Tuesday, January 27, 2009

Mysticism

"Quotes are nothing but inspiration for the uninspired." - Richard Kemph

Now, obviously I take a fair measure of exception to the quote above. Everything I write begins with a quote from someone else. It is often for inspiration. It's also because I love the words of others. Throughout history, there have been some phenomenal thinkers and writers and I am always willing to allow their words to summarize the emotion I am attempting to convey.

Am I uninspired? Often.

Inspired? Occasionally. Now is one of those times. I'm on fire.

Here's what's funny about that:

I have been trying to tell a very specific story for a very long time. I've toyed with it for months, if not years, trying to find the voice. Then recently, I discovered another story that I would like to tell. Again, I couldn't find and angle.

Shiraz called me and said, "Everything you've been writing lately is crap." And yeah, she was just that blunt. I've actually edited out some of the mean shit she said. (And yes, honey, I know you're reading this and you were seriously a bitch - for shizzle.) But, I needed to hear what she had to say. So, I write a ton the night she says it, but it's all still crap.

The next morning I wake up so inspired that I can barely speak. I don't want to speak to anyone because I'm scared to drown out the words that are pouring out of me - but I'm hopeless and helpless - I can't write longhand anymore - I just can't keep up, and I need privacy and music and my system yo (I'm so street) - but I'm at work, so I'm scratching random thoughts on a piece of paper but it's a challenge to keep up with the thoughts, then try to transcribe them in my wretched handwriting. (I double-dog dare you to come up with a bigger run-on sentence).

Later in the day, Shiraz says to me, "I want more Huda. Go back to that story, I want to know how she got there." And I'm PISSED at her. I hate her at that moment. "I can't tell you what to paint, Shiraz, so don't tell me what to write."

A day passes and I write more shit that means exactly nothing - but at least I'm saving it all -and then...the light comes on - and it is Huda's story. All of it. Shiraz was right. Bitch.

It's coming and I already love the story. I wrote obsessively for four hours tonight. I'm spent, but I want to keep writing more. I can't. I think this is it. It's the epitome of it all.

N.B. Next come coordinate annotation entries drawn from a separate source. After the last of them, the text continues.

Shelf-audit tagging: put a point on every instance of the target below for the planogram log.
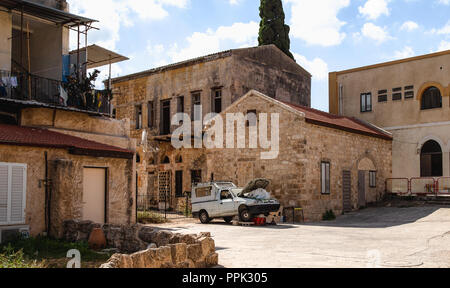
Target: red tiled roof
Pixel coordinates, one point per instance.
(349, 124)
(37, 137)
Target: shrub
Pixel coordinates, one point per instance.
(329, 216)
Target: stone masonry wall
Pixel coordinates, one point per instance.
(150, 247)
(295, 174)
(66, 172)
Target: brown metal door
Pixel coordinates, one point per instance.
(347, 191)
(362, 188)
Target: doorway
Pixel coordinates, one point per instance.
(361, 188)
(431, 160)
(94, 195)
(347, 191)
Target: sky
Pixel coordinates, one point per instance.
(326, 35)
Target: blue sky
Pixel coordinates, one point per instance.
(326, 35)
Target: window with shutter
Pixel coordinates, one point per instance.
(12, 193)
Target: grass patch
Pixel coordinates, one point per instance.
(329, 216)
(148, 217)
(42, 252)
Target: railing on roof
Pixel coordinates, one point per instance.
(28, 87)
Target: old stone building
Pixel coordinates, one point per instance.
(62, 155)
(410, 99)
(324, 161)
(150, 99)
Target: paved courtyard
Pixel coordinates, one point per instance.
(387, 236)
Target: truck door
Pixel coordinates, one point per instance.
(226, 204)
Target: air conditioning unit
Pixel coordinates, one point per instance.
(13, 232)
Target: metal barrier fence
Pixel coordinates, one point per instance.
(436, 186)
(150, 208)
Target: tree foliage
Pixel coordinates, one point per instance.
(273, 29)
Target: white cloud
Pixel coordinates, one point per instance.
(112, 14)
(317, 67)
(444, 45)
(316, 22)
(409, 26)
(443, 31)
(374, 32)
(406, 52)
(211, 41)
(374, 9)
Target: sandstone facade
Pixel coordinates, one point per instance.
(234, 72)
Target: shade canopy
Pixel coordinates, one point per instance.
(99, 56)
(47, 13)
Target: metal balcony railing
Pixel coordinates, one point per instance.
(27, 87)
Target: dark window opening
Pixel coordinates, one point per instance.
(431, 98)
(366, 102)
(431, 160)
(165, 160)
(178, 184)
(165, 117)
(196, 176)
(216, 101)
(397, 96)
(196, 101)
(325, 177)
(139, 117)
(251, 118)
(151, 114)
(180, 104)
(372, 179)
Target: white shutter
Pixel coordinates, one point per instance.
(12, 193)
(17, 194)
(4, 193)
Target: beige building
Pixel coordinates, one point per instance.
(150, 99)
(62, 155)
(324, 162)
(410, 99)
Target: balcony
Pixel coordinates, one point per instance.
(31, 89)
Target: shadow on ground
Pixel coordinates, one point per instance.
(380, 217)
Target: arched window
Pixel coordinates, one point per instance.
(431, 98)
(431, 160)
(165, 160)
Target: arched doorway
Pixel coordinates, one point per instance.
(431, 160)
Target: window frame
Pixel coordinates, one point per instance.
(364, 107)
(10, 166)
(324, 181)
(138, 116)
(373, 179)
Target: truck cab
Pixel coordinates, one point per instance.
(224, 200)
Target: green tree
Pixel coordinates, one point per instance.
(272, 29)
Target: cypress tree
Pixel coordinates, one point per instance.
(272, 29)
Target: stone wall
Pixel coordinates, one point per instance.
(66, 172)
(295, 173)
(168, 250)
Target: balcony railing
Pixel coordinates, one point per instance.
(28, 87)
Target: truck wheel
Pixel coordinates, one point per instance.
(228, 219)
(204, 217)
(245, 215)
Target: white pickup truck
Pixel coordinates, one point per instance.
(225, 200)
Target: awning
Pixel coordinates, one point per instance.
(99, 56)
(47, 13)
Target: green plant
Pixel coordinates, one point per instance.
(149, 217)
(80, 91)
(329, 216)
(16, 259)
(272, 29)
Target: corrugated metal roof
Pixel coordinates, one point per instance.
(37, 137)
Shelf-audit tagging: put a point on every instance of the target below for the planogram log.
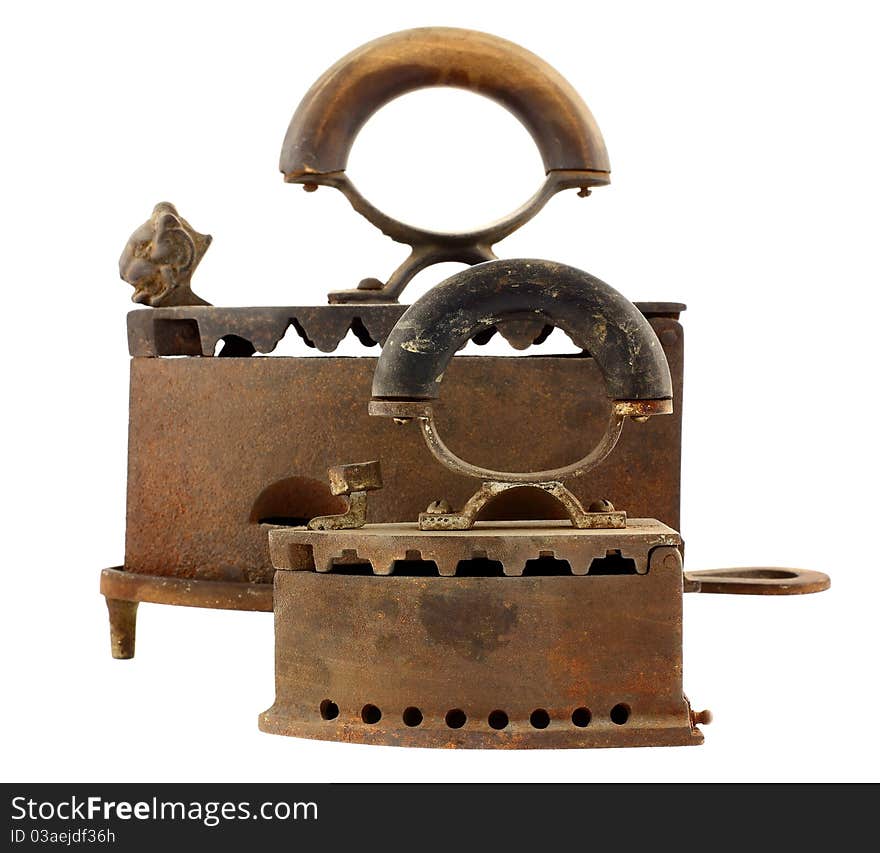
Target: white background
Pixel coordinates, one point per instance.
(743, 140)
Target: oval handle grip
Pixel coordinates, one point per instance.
(755, 580)
(340, 102)
(424, 340)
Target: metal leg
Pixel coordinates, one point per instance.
(123, 621)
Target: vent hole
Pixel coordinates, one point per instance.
(581, 717)
(370, 714)
(539, 719)
(234, 346)
(545, 567)
(359, 568)
(415, 568)
(412, 717)
(620, 714)
(480, 568)
(329, 710)
(456, 718)
(613, 564)
(498, 720)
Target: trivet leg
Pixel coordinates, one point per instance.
(123, 621)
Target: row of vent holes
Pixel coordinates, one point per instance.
(498, 720)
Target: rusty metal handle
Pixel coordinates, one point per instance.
(756, 580)
(324, 126)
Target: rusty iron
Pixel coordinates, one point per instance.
(160, 258)
(208, 471)
(324, 126)
(485, 662)
(511, 543)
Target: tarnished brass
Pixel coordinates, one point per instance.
(160, 258)
(324, 127)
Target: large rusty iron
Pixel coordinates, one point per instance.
(544, 608)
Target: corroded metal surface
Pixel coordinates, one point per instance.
(483, 662)
(511, 543)
(210, 473)
(323, 129)
(205, 469)
(160, 258)
(198, 331)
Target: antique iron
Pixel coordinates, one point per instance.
(541, 609)
(458, 632)
(202, 489)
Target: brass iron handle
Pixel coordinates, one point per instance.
(756, 581)
(324, 126)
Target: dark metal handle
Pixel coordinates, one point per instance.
(424, 340)
(594, 314)
(757, 581)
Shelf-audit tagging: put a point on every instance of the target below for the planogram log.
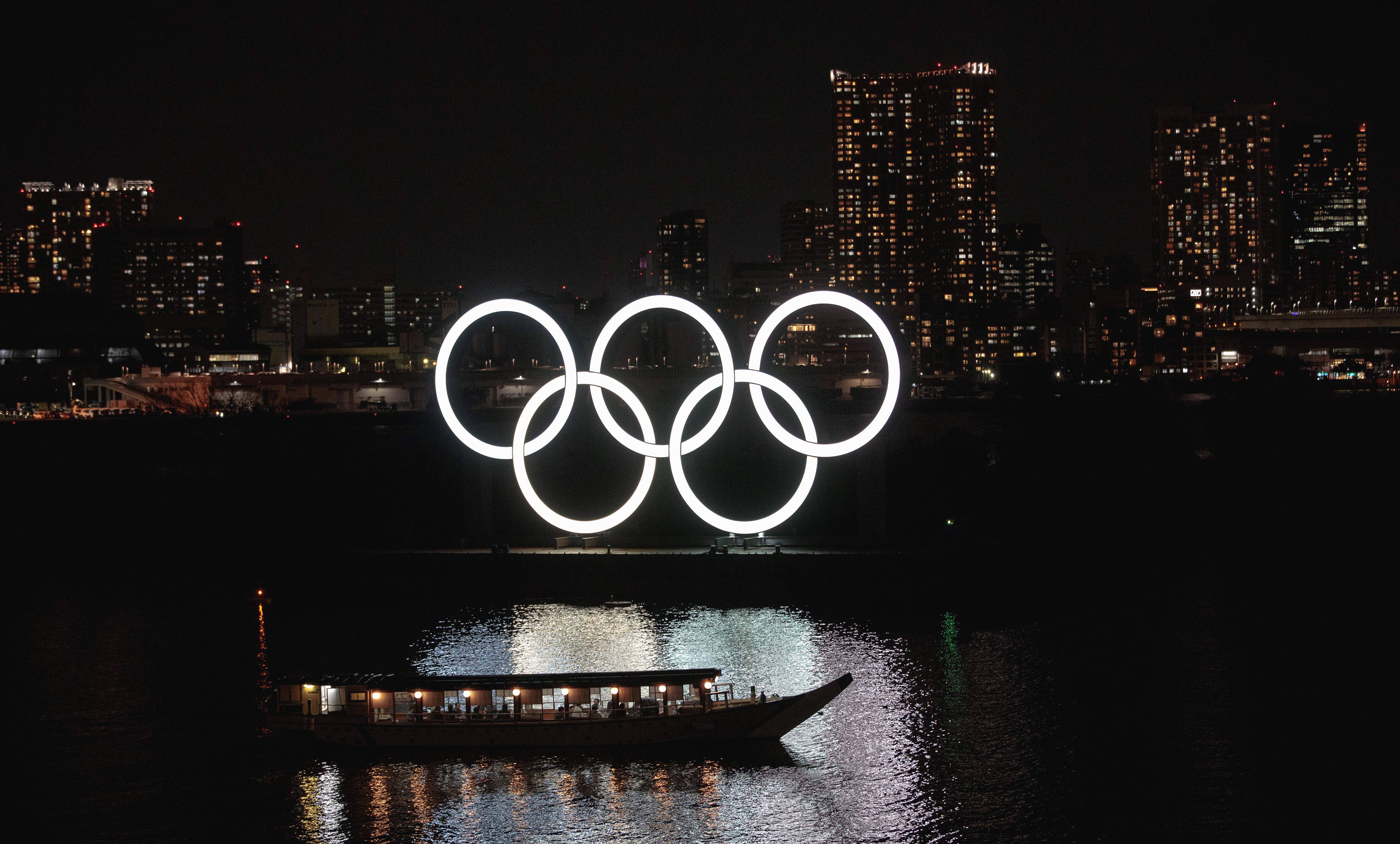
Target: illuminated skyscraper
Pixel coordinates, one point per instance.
(1027, 265)
(262, 278)
(958, 124)
(1216, 191)
(1325, 215)
(878, 187)
(12, 260)
(191, 285)
(682, 257)
(916, 185)
(807, 246)
(59, 226)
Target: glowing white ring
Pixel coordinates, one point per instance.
(807, 300)
(503, 452)
(518, 451)
(758, 380)
(677, 445)
(689, 309)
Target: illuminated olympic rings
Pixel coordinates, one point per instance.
(677, 445)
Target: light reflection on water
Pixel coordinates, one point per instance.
(916, 748)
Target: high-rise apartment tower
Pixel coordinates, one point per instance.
(807, 246)
(916, 185)
(1216, 190)
(682, 257)
(1027, 267)
(59, 227)
(1325, 213)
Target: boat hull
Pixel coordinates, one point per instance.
(751, 721)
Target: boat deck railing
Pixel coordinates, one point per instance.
(719, 700)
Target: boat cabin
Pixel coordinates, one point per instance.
(493, 697)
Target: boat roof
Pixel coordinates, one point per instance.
(552, 681)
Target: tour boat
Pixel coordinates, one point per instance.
(646, 707)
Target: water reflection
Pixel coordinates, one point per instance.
(947, 735)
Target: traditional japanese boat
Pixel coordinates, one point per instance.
(538, 710)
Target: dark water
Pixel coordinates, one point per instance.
(1165, 706)
(1154, 622)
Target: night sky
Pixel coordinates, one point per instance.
(493, 146)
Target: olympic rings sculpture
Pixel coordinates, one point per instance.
(677, 445)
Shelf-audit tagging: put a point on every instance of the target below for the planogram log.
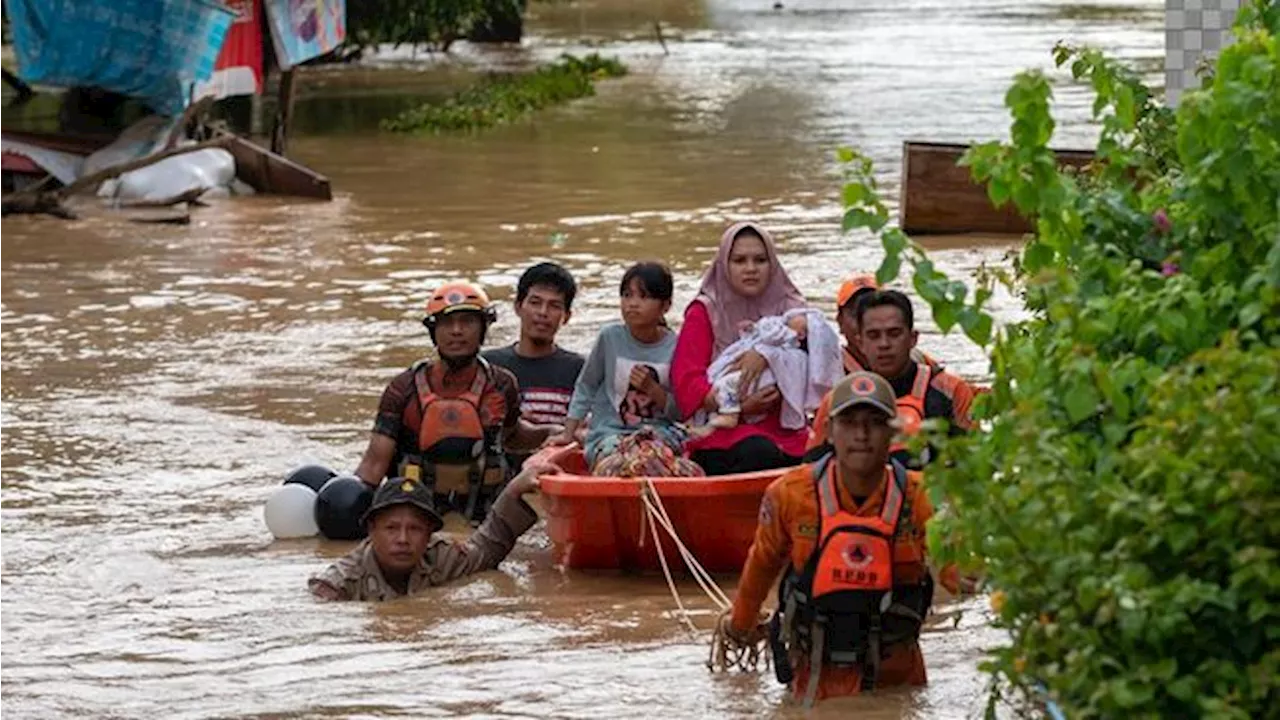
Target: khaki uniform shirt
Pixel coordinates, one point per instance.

It will be called "Legacy", and I hope that you'll love it as much as I do. When we wake in the morning, we are who we choose to be on that given day, impacted tremendously by genetics, desires and reality. Our legacies are largely given to us.

2 comments:

Shabnam said...

Well we all need a bitch in our life. Because life's a bitch.
Anyway I don't like the quote on that one. I don't believe it. And I realized too that not everybody who comes up with a quote is intelligent and I don't have to agree with all the quotes. But this blog is the best of the newest ones. It explains that friendship isn't always about beauty.
Bitch!

Shabnam said...

And yes you can tell someone what to paint. Yes you can, the thing is you sturr up something and either they paint it or not. It's not about what you can and can't do. It's about what you do. And any real artist knows or hopefully learns how to channel a feeling into something they want. Their creation hon!

p.s. my password verification is PRIESTR for this one? Strange? Am I preaching again. Is this kermit knocking again?